AP:Jeff Roberson CNN

El mal perder de Bernie Sanders, y su mal humor, es conocido. Pero por aquí entre ciertos sectores de Podemos (y sus escisiones) parecen no querer enterarse.

En estas primarias Sanders ha vuelto a demostrarlo. No me refiero a su tono de regañarnos cuando habla en público (sean mítines o debates). Hago referencia a dos hechos puntuales de las ultimas semanas.

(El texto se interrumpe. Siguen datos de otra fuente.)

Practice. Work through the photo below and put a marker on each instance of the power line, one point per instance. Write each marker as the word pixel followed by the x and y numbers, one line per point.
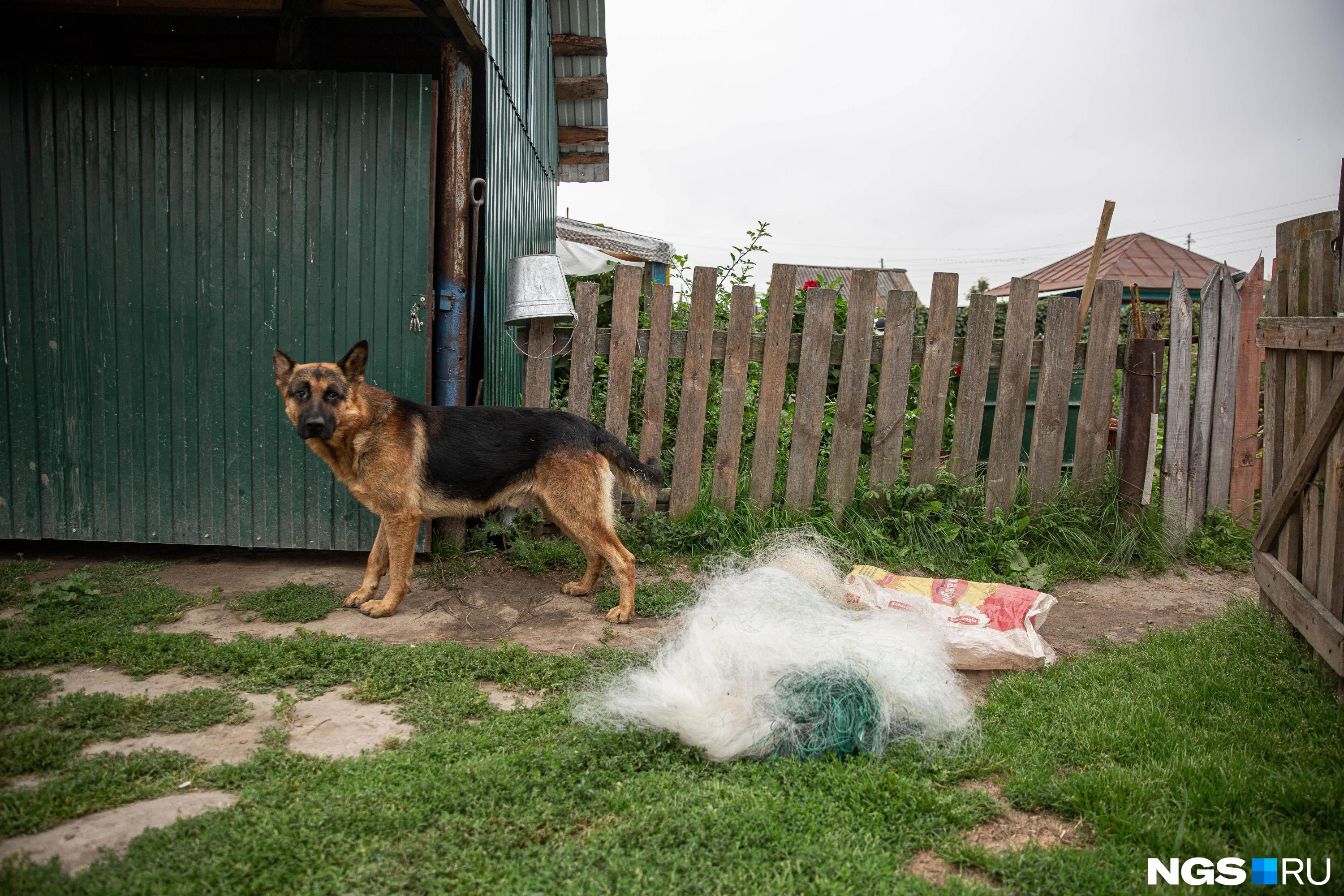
pixel 949 254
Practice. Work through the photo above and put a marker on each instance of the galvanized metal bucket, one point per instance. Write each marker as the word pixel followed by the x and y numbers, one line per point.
pixel 537 288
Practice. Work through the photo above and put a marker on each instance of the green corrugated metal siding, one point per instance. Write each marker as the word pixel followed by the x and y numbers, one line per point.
pixel 160 233
pixel 521 164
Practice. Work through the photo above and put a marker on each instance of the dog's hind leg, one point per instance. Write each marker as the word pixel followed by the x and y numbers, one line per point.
pixel 593 556
pixel 577 495
pixel 401 560
pixel 374 571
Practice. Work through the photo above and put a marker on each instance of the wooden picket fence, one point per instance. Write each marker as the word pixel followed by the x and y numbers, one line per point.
pixel 1210 458
pixel 818 350
pixel 1299 544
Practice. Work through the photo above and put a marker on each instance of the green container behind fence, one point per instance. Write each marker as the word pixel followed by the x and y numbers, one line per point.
pixel 1076 394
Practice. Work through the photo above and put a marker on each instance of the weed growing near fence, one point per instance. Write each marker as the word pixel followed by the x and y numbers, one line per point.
pixel 939 530
pixel 663 598
pixel 288 603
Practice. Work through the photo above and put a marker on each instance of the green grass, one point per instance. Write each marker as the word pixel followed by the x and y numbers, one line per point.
pixel 288 603
pixel 1215 741
pixel 663 598
pixel 14 583
pixel 1222 544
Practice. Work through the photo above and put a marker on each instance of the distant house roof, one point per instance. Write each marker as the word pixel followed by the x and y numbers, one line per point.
pixel 1137 258
pixel 889 279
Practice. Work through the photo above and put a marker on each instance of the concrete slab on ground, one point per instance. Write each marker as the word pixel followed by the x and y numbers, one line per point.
pixel 81 841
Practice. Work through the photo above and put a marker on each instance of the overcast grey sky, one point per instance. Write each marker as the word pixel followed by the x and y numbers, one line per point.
pixel 971 138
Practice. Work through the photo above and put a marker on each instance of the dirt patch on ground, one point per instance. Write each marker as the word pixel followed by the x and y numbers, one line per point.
pixel 80 843
pixel 508 700
pixel 498 602
pixel 940 871
pixel 1124 610
pixel 327 726
pixel 1010 831
pixel 1015 829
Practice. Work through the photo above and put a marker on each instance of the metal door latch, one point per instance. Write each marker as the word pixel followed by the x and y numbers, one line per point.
pixel 417 324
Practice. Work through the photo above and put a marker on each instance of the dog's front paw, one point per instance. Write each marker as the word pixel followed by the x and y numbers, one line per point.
pixel 357 598
pixel 378 609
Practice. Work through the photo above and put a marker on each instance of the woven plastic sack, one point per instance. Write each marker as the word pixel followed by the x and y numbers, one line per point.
pixel 988 625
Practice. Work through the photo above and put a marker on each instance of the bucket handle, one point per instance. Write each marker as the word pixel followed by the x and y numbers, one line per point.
pixel 541 358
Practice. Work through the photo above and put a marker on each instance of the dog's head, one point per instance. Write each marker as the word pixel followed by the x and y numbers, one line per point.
pixel 319 396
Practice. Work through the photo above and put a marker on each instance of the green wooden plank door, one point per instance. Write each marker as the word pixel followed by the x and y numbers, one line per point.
pixel 162 232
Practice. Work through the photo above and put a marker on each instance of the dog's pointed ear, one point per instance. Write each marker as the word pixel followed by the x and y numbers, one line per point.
pixel 284 367
pixel 353 366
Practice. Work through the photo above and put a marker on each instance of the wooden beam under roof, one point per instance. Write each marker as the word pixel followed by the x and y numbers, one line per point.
pixel 585 158
pixel 576 135
pixel 577 45
pixel 581 88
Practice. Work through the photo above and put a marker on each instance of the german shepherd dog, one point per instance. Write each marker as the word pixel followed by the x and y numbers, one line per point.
pixel 406 462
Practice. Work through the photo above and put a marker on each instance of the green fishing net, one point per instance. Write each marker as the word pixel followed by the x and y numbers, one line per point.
pixel 824 710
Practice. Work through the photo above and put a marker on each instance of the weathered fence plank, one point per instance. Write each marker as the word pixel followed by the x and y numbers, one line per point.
pixel 1276 362
pixel 1241 497
pixel 656 374
pixel 537 367
pixel 1295 404
pixel 1098 386
pixel 889 416
pixel 810 404
pixel 926 452
pixel 971 392
pixel 1051 416
pixel 1225 394
pixel 695 392
pixel 1330 574
pixel 620 370
pixel 1206 378
pixel 584 350
pixel 1308 616
pixel 1311 334
pixel 853 394
pixel 1144 377
pixel 1300 464
pixel 775 366
pixel 1176 440
pixel 733 398
pixel 1319 370
pixel 1011 408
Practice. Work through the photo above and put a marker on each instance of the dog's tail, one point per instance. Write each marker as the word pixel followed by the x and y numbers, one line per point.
pixel 639 478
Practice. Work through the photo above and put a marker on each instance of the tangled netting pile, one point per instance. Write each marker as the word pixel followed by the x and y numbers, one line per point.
pixel 773 660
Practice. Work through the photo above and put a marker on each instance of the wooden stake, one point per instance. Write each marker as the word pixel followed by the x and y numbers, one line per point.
pixel 1098 248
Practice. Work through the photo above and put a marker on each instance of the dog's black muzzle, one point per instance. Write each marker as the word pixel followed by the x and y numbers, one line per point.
pixel 316 428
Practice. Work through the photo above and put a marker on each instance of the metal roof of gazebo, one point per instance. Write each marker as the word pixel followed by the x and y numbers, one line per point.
pixel 1137 258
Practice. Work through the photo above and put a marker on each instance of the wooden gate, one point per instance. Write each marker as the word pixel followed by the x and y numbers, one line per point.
pixel 1300 542
pixel 162 232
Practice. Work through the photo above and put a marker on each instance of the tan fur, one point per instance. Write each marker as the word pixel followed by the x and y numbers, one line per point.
pixel 379 456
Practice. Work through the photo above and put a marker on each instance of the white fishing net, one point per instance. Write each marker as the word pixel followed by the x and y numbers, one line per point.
pixel 768 638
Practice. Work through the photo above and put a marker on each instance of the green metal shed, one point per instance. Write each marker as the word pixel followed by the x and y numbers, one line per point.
pixel 182 193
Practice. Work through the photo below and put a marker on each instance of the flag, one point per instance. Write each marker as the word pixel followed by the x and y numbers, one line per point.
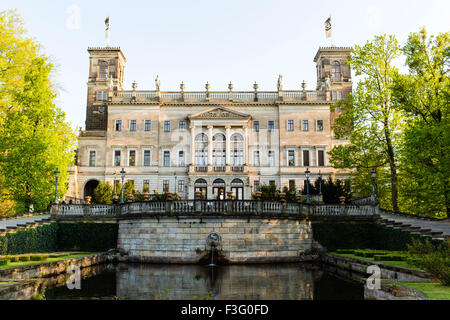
pixel 328 27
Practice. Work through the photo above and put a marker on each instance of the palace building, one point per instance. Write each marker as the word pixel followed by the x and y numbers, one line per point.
pixel 208 141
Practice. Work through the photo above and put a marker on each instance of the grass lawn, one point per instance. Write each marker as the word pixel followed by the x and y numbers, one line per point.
pixel 433 290
pixel 62 257
pixel 402 264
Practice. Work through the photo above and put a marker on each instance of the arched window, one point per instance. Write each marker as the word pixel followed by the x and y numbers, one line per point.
pixel 201 150
pixel 336 71
pixel 103 70
pixel 237 150
pixel 219 150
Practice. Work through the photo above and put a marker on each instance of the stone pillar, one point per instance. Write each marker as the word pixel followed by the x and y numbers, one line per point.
pixel 210 146
pixel 228 145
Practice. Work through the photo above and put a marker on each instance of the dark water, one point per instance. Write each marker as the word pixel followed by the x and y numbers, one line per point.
pixel 179 282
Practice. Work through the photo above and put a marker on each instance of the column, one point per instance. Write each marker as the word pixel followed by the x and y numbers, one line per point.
pixel 210 146
pixel 246 145
pixel 228 144
pixel 192 127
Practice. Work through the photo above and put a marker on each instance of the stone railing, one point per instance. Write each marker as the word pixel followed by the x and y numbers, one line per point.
pixel 212 207
pixel 218 96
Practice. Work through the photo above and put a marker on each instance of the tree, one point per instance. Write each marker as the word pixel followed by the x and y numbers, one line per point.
pixel 424 96
pixel 35 139
pixel 103 193
pixel 369 119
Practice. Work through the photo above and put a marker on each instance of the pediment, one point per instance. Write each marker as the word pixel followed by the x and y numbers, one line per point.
pixel 220 113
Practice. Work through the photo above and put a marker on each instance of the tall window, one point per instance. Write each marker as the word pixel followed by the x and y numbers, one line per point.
pixel 165 185
pixel 133 125
pixel 319 125
pixel 180 186
pixel 148 125
pixel 305 125
pixel 166 161
pixel 92 159
pixel 290 125
pixel 103 70
pixel 181 161
pixel 256 126
pixel 336 71
pixel 182 125
pixel 291 158
pixel 117 158
pixel 201 150
pixel 321 158
pixel 132 158
pixel 167 126
pixel 237 150
pixel 219 150
pixel 256 161
pixel 305 158
pixel 118 125
pixel 271 157
pixel 147 158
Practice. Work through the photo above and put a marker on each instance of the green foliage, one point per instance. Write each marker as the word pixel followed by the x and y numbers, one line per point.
pixel 35 139
pixel 39 239
pixel 87 236
pixel 435 259
pixel 103 193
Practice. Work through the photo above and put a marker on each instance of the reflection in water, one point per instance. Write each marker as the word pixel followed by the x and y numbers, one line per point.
pixel 178 282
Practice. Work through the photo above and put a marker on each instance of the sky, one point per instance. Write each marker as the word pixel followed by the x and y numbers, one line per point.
pixel 196 41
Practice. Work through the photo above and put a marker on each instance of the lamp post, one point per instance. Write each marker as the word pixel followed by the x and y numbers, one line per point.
pixel 373 174
pixel 56 187
pixel 307 172
pixel 320 183
pixel 121 192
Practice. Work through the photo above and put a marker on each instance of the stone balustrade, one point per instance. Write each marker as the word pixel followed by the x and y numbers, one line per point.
pixel 212 207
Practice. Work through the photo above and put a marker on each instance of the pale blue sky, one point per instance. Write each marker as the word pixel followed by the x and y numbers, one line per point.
pixel 217 41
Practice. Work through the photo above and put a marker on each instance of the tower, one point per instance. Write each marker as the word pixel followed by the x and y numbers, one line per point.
pixel 106 72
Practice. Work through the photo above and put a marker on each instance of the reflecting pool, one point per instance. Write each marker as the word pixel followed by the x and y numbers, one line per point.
pixel 241 282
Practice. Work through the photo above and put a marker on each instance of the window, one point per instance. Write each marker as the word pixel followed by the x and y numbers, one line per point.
pixel 291 184
pixel 291 158
pixel 290 125
pixel 256 161
pixel 92 159
pixel 305 125
pixel 167 126
pixel 321 157
pixel 118 125
pixel 181 186
pixel 147 158
pixel 148 125
pixel 256 126
pixel 165 185
pixel 181 162
pixel 305 158
pixel 271 157
pixel 166 161
pixel 319 125
pixel 146 186
pixel 336 71
pixel 133 125
pixel 117 158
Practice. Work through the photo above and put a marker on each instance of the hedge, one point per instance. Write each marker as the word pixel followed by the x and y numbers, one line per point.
pixel 39 239
pixel 362 235
pixel 87 236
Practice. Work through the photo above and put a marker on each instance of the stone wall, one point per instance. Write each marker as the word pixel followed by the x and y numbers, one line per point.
pixel 244 240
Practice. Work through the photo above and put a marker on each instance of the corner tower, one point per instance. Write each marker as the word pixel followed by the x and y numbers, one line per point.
pixel 106 72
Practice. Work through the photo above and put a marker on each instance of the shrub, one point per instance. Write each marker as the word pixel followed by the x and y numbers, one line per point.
pixel 434 259
pixel 4 262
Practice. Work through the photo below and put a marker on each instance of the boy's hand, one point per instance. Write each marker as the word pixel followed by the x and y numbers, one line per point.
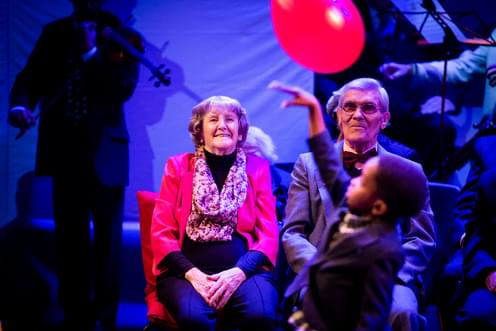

El primero de ellos es la diferencia entre sus reacciones según gane o pierda. En la jornada de primarias en las que resultó vencedor (New Hampshire) salió raudo y presto a celebrar con sus seguidores y a dar el discurso correspondiente. Lógico. En los tres martes en los que ha salido perdedor (el último fue este pasado martes donde perdió los tres estados –Ohio aplazó la votación por el coronavirus) dio la espantada. En los dos primeros martes tardó 48 horas en comparecer. Ayer, tras perder Florida (Biden le arrasó), Illinois (derrota clara) y Arizona (el estado más reñido y el más pequeño de los tres), se encaró con un periodista de CNN que le preguntó. Habían pasado dos días y seguía sin decir nada respecto a su fracaso del pasado martes. Aparte de gruñirle al periodista se erigió en salvador de la crisis del coronavirus. ¿Es el típico discurso mesiánico de la izquierda extrema o simplemente un caradura que aprovecha una crisis para salir del paso? En cualquier caso no sale bien parado.

La pregunta que se hace todo el mundo es si continuará en la carrera electoral o no, dadas sus escasas posibilidades (Biden contabiliza 1.181 delgados frente a los 885 de Sanders). Según algunas fuentes de su entorno está pensando a jugárselo todo a una carta. La de las primarias de Nueva York. Surgen dudas:

  1. La primera: ¿se celebrarán las primarias en Nueva York? Es uno de los estados más afectados de EEUU por el coronavirus. Ya hay cuatro estados que las han aplazado (Ohio, Georgia, Louisiana y Connecticut, que tiene frontera con NY).
  2. La segunda duda: ¿es necesario este empecinamiento en una misión que ya resulta quijotesca?
  3. La tercera: ¿es su ego tan grande para imponer su agenda personal?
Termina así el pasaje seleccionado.